SUMMARY Bordetella pertussis causes pertussis (whooping cough), which is a reemerging global public health threat. In the 1940s an inactivated, whole-cell pertussis vaccine was introduced that dramatically reduced the mortality caused by pertussis. A new, potentially less toxic acellular vaccine was developed and introduced in the United States and other parts of the world in the 1990s. Although the acellular pertussis (aP) vaccine has fewer side effects, its protective efficacy is lower than that of the whole cell vaccine potentially due to the inability of aP to prevent nasopharyngeal colonization leading to transmission of B. pertussis. Like many Gram-negative pathogens, Bordetella spp. possess a type III secretion apparatus (T3SA). It resembles a molecular syringe and needle and two protein complexes localize atop the needle: a tip protein and the first translocator protein. These proteins are required for pathogenesis of Bordetella spp. and are 95-98% conserved among Bordetella spp. We have previously fused the Shigella spp. T3SA tip and translocator proteins to create DBF, which was used to successfully develop a novel subunit vaccine antigen against Shigella spp. When administered intranasally (IN) or parenterally (IM), DBF, admixed with the mucosal adjuvant double-mutant labile toxin (dmLT) from Enterotoxigenic E. coli, protects mice against a lethal challenge by S. flexneri and the heterologous pathogens S. sonnei and S. dysenteriae. We have similarly produced a fusion for Bordetella. In the initial mouse experiment the fusion protected 100% of the mice from a lethal pulmonary challenge with B. bronchiseptica, the causative agent of canine kennel cough. Furthermore, 38% sterilizing immunity was observed in the lungs despite the high bacterial load administered in the challenge.

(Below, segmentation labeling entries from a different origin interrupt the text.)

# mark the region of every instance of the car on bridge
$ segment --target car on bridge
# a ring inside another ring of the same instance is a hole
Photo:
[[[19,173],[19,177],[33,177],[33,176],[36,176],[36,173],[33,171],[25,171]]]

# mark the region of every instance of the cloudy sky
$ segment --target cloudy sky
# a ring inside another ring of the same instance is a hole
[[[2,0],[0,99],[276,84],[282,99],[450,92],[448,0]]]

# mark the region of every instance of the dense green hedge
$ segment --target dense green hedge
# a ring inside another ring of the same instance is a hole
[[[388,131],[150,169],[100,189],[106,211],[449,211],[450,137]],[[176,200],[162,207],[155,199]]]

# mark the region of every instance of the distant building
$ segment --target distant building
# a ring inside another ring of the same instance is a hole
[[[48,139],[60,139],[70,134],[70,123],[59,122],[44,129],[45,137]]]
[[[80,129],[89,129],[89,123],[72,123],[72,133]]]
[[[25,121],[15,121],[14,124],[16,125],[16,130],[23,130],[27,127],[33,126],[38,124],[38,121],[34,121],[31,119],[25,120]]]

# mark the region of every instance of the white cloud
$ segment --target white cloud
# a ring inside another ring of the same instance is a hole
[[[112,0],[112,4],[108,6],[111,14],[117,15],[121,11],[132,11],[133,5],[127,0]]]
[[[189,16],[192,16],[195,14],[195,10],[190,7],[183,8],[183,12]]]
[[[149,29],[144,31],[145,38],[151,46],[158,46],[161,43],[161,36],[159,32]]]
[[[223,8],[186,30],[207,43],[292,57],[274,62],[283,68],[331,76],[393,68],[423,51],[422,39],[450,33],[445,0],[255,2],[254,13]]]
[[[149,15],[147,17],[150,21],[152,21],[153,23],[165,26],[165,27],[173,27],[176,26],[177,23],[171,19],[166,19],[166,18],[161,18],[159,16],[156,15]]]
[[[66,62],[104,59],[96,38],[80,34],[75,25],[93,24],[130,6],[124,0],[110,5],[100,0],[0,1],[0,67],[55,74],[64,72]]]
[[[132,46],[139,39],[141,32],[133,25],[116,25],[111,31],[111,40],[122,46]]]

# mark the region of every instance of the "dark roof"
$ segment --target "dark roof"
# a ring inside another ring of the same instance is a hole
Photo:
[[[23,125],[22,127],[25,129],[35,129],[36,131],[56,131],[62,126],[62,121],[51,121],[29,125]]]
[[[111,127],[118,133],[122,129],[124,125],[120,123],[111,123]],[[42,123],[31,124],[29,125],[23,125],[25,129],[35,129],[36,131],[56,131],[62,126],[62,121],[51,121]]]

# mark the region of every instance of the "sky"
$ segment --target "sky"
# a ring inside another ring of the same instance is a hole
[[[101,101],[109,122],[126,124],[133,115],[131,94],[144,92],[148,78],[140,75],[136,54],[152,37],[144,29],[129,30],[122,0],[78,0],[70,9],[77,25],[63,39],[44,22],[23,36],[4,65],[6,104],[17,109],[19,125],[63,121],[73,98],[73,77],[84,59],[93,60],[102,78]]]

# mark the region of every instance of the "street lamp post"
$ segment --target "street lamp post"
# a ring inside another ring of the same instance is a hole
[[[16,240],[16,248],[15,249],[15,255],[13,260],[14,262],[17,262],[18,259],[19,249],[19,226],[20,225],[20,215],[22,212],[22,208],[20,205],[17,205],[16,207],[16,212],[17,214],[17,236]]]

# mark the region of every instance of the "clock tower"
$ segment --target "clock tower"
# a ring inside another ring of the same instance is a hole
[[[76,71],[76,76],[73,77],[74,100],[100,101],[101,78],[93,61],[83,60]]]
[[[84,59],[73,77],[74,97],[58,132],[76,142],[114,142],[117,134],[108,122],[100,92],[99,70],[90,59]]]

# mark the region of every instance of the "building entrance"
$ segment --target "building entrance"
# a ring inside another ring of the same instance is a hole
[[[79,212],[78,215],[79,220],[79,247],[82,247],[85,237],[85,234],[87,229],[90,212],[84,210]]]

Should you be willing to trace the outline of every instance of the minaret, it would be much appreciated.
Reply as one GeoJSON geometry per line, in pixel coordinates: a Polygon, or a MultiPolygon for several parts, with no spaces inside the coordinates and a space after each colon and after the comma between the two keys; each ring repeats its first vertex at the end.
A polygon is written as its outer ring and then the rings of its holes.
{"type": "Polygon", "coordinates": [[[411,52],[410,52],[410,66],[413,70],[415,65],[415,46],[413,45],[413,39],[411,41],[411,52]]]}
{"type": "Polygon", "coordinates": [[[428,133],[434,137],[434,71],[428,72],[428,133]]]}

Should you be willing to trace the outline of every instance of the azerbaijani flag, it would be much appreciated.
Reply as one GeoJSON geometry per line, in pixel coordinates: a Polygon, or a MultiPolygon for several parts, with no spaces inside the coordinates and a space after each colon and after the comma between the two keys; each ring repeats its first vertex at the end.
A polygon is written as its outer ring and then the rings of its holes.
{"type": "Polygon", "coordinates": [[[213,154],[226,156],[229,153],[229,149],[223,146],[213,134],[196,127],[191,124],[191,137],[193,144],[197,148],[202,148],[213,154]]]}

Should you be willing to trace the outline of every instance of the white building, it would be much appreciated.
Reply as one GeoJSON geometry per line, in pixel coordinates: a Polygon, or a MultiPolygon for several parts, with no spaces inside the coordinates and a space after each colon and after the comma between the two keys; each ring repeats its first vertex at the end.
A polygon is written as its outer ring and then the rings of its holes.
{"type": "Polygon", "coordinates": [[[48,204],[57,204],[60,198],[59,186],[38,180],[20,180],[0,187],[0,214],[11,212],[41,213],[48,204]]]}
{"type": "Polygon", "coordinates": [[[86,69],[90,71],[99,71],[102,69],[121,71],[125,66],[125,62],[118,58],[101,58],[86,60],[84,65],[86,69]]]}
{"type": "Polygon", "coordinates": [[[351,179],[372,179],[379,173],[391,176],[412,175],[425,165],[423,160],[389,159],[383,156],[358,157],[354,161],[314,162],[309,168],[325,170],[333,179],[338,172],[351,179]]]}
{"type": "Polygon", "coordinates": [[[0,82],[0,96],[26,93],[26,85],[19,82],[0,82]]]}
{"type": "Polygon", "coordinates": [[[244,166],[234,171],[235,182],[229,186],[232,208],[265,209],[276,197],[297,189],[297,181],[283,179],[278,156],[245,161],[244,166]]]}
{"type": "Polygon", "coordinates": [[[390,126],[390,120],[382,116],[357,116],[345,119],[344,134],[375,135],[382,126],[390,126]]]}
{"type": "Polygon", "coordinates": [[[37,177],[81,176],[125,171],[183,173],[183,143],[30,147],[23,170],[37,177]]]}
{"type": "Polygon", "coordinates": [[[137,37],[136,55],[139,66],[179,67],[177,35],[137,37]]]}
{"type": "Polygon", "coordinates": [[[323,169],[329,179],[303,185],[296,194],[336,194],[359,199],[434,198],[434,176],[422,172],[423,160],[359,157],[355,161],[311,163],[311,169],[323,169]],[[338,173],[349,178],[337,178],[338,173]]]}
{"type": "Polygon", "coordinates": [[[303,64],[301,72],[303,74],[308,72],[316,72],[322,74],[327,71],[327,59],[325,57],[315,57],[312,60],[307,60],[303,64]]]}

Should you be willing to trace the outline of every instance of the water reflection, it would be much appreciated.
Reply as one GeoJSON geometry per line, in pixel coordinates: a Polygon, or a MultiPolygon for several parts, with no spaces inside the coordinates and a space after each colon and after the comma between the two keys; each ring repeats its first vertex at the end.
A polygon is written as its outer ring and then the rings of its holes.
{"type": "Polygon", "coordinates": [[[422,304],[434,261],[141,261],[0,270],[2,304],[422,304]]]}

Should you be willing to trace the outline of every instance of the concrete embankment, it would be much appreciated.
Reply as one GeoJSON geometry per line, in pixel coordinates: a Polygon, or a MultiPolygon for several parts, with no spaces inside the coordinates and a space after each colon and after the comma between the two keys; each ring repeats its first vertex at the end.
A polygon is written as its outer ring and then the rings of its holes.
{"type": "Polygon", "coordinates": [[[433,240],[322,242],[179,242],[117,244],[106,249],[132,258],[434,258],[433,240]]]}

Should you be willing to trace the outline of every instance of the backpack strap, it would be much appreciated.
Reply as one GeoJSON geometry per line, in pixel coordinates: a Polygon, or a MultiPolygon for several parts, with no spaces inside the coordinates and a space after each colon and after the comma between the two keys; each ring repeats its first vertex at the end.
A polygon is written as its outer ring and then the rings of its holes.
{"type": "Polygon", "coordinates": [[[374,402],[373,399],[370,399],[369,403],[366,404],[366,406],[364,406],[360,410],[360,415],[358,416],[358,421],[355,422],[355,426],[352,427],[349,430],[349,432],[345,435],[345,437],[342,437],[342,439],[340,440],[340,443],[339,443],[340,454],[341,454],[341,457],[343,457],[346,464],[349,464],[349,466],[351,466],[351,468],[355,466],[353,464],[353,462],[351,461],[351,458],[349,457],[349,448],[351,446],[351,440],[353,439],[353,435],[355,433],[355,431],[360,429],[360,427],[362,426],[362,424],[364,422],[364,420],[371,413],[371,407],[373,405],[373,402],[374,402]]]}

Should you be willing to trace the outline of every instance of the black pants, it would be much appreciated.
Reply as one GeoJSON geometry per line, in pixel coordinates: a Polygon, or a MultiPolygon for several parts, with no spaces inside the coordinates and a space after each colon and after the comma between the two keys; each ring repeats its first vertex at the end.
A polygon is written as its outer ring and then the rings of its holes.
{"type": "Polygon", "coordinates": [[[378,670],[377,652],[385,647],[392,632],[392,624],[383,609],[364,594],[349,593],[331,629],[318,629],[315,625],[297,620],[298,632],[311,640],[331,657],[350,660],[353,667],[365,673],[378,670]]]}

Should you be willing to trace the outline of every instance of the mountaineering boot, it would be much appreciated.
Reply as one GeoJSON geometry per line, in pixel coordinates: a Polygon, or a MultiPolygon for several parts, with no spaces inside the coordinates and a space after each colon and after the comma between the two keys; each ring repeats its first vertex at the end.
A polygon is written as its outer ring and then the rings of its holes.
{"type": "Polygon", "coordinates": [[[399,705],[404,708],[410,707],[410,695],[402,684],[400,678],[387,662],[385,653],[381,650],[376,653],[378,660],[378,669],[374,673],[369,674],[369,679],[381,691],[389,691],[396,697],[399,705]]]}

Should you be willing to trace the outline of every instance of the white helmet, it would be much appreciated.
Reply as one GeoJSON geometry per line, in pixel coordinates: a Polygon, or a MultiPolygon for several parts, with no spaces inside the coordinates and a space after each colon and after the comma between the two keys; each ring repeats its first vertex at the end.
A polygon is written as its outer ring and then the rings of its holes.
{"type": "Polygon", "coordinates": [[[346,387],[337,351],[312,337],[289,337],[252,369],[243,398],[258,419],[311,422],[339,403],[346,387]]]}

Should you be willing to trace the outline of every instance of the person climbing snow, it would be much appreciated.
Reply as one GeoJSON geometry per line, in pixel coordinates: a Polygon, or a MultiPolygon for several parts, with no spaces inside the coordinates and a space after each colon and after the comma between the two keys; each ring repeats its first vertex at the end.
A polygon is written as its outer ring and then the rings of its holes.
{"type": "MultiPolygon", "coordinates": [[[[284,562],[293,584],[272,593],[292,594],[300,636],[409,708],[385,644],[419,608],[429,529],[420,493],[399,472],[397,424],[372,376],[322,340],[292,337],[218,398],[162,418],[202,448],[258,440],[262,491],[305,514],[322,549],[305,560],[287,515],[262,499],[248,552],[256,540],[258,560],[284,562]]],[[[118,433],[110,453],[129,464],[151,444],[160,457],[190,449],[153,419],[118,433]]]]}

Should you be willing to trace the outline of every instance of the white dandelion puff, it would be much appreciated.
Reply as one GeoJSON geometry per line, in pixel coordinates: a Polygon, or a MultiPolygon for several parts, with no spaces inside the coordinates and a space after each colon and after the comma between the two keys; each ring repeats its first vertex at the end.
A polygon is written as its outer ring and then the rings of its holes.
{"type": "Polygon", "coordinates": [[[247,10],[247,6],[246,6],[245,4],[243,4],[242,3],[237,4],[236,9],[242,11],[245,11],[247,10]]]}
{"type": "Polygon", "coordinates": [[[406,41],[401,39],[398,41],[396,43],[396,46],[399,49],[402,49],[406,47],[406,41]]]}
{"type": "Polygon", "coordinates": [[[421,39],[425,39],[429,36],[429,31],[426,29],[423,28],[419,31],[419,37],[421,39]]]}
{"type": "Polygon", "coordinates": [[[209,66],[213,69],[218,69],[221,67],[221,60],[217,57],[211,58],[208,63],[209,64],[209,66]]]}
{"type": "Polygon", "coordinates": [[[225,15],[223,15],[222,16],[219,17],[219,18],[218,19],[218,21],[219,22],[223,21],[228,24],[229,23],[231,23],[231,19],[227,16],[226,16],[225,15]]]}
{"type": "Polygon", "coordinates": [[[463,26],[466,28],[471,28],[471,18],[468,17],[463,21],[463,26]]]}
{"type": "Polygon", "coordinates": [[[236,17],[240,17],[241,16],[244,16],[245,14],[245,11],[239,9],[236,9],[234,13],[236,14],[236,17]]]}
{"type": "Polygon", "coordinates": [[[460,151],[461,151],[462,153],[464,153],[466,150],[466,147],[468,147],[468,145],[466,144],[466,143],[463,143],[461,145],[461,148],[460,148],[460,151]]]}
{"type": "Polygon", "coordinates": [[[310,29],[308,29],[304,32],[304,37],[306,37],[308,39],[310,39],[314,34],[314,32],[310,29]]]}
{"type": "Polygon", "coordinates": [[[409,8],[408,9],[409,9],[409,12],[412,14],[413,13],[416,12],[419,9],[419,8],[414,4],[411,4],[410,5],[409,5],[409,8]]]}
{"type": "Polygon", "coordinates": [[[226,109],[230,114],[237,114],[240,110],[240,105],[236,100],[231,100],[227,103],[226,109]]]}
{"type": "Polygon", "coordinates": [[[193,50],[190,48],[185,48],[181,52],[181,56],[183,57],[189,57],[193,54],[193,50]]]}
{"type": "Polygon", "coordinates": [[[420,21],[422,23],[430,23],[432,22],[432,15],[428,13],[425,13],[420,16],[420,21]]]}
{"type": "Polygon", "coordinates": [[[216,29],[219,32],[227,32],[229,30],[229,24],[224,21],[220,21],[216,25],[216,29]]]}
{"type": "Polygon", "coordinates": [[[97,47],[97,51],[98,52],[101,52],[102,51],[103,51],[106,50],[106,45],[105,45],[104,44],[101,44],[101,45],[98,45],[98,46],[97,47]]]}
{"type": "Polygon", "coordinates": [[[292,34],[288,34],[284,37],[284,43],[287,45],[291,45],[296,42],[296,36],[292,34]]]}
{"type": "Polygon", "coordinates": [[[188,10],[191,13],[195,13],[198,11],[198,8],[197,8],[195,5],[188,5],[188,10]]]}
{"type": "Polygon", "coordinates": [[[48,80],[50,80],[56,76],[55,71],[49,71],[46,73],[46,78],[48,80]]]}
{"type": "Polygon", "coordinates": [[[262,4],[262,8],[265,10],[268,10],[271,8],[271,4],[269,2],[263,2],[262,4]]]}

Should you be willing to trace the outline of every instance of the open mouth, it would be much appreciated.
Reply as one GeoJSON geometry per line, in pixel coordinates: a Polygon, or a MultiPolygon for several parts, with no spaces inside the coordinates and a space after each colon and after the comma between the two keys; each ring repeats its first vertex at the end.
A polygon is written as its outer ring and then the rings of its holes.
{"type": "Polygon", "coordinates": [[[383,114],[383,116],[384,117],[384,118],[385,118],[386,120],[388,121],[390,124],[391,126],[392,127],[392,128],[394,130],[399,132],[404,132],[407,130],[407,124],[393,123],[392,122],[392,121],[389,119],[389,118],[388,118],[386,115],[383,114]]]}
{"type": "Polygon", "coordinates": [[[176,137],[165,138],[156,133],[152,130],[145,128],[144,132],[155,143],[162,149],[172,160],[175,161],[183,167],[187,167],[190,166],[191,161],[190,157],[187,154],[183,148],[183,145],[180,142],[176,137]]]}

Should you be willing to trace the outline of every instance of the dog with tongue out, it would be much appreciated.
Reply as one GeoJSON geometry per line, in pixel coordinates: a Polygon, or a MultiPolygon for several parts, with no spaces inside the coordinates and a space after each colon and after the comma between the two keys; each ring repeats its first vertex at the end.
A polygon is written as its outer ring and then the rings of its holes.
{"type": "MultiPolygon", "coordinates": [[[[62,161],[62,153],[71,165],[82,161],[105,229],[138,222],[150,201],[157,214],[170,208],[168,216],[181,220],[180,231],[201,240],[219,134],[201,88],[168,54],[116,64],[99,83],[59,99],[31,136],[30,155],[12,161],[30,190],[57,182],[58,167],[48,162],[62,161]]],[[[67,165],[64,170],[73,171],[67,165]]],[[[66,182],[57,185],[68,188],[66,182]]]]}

Thus, we hypothesize that our fusion will elicit a robust immune response that protects against B. bronchiseptica and B. pertussis infection. Additionally, we hypothesize that the fusion will elicit sterilizing immunity in the respiratory tract to break the transmission chain. Thus, the specific aims of this investigation are: 1) Assess the respective humoral and cell-mediated immune responses elicited by the fusion delivered IN and IM and 2) Determine the protective efficacy of the fusion against B. bronchiseptica and B. pertussis challenge.